Hyperemesis Gravidarum Support and Research Forums

Heh, one more question... just out of curiosity though. Are you guys doing a certain number of participants (I know some studies will do say 1000 of one type and 1000 of another type to compare against, for example), or are you just taking in to account as many participants as you can get? I don't know if that's something you can elaborate on or not but I wanted to ask anyway.

We are shooting for 500 women affected with HG and 500 friend controls, but if we get more in our 2 year time frame, we'll use more.
M

Nice to know, thanks! I've let my other friends with HG who don't frequent the forums know. Hope they're interested in helping out.

And any old friend with normal pgs? Okay.

I am in Canada. Can we volunteer too?

Sorry, we are only taking participants from the US this year-we may expand to outside the US in our second year though, and I will post here if we do, so keep checking.
M

I would love to participate in this and was wondering if the friend needed to be from my area, or if she could be in another town. What about a sibling's DNA that didn't have any HG problems (not even morning sickness?) Thank you for doing this study!!

Hi.
Your control can NOT be related, but your control CAN be from a different state. Please contact me at nvpstudy@usc.edu and I will get back to you within the next few weeks.
Thanks for your interest,
Marlena

Ok, I sent Marlena an email so now I am just waiting to hear back from her. I have my control study partner and she has already agreed to go along with it

Hi,
I'm just curious to know how we are able to pick our own controls. I would think that would taint the data somehow. I've been in other medical studies (in college) where I had absolutely no contact with the control subjects.

Wouldn't us picking our own control somehow lessen the impact/integrity of the findings?

thanks,

That is a great question. In our last study, we used controls that were primarily recruited from an online mother's group from Palo Alto. The group was not well matched with the people on HER for things like age, education, race, etc. likely reflecting the demographics of the palo alto area. We believe by having people choose friends, we will get a better overall matching of these factors. Your friends don't need to be perfectly matched for any/all those things, but when we look at the control group overall, we think it will be. We also believe friends who have seen their friends go through HG (or heard them talk about it) are more likely to be motivated to fill out the survey and donate a saliva sample.

An update: we are nearing 150 participants (we need 500, but this is a great start!
Marlena

Hi all,
Just wanted to update you that we already have 226 HG participants in the study and 53 friend controls! This is a great start, thanks to all of you who have contacted me!

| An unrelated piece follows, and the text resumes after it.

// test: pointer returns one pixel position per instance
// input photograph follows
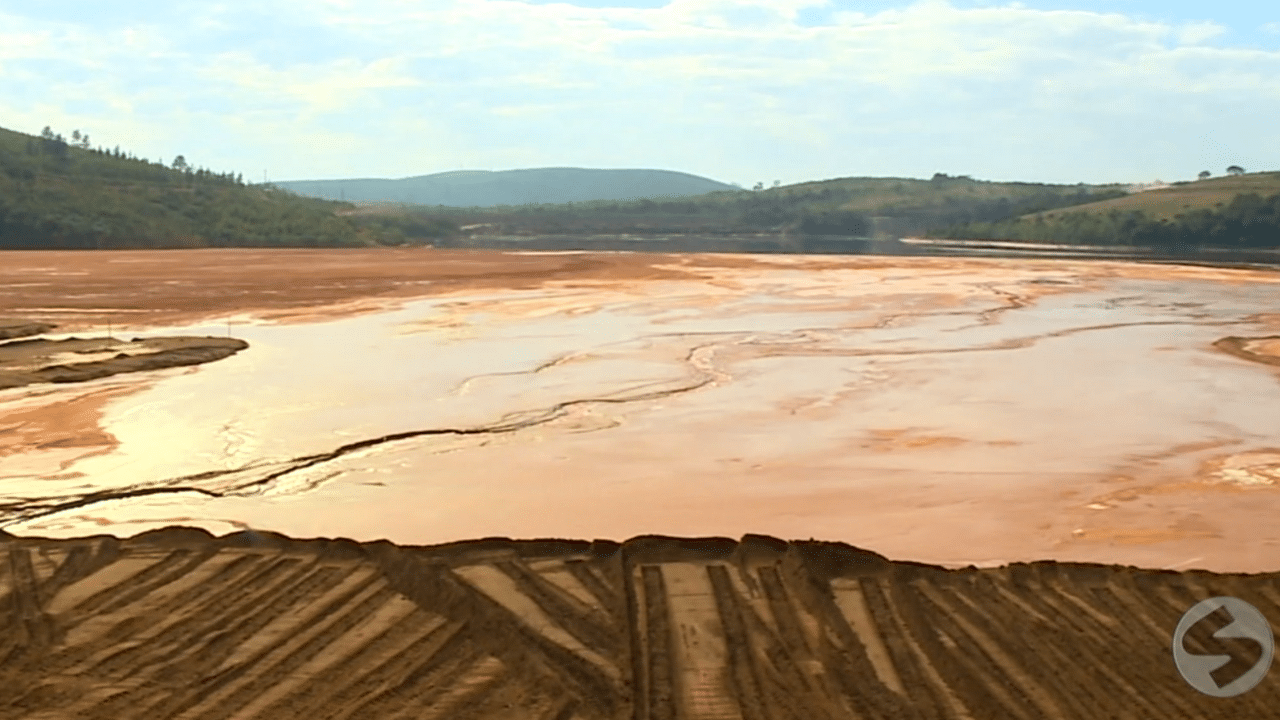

We are submitting a grant in the beginning of June to the NIH and I am hoping we can recruit over half the necessary 500 HG-participants in that time frame which would be 250-so at 226, we are almost there. If you know anyone who has suffered with HG and has not participated, please let them know about the study and have them contact me at nvpstudy@usc.edu. Thanks for your help in finding a cause and cure for this devastating disease!
Marlena

Is there any update with this? I was approved and got a study number and the confidentiality info right in the first few days and haven't yet been contacted to do the phone interviews...

Hi. I will get to you. Please be patient. I am getting to everyone slowly but surely and consenting those who emailed me their phone numbers first. We plan to enroll for 2 years and only started in March. We made our goal of 250 eligible participants for a grant we are submitting in a couple of weeks so we are on target. Thank you again for your patience!
Thanks,
Marlena

I apologize if it sounded like I was rushing you Marlena. I posted my question before I read the entire thread (won't so that again- lesson learned!)

Take your time, and thank you so much for doing this study. It means a great deal to those of us who suffered from and struggled with HG.

Andrea

Hi all. We are moving along on the study and excited for the information this will provide us. Perhaps we will be able to test our daughters in the future and determine before pregnancy if they will have HG.

We are going to need to increase the number of women in the study in order to qualify for a grant. This means we need lots of help recruiting more women. We will need 1000 women and 1000 friends (without HG) to apply. This could take a 3 years or more - let's see how quickly we can make this number!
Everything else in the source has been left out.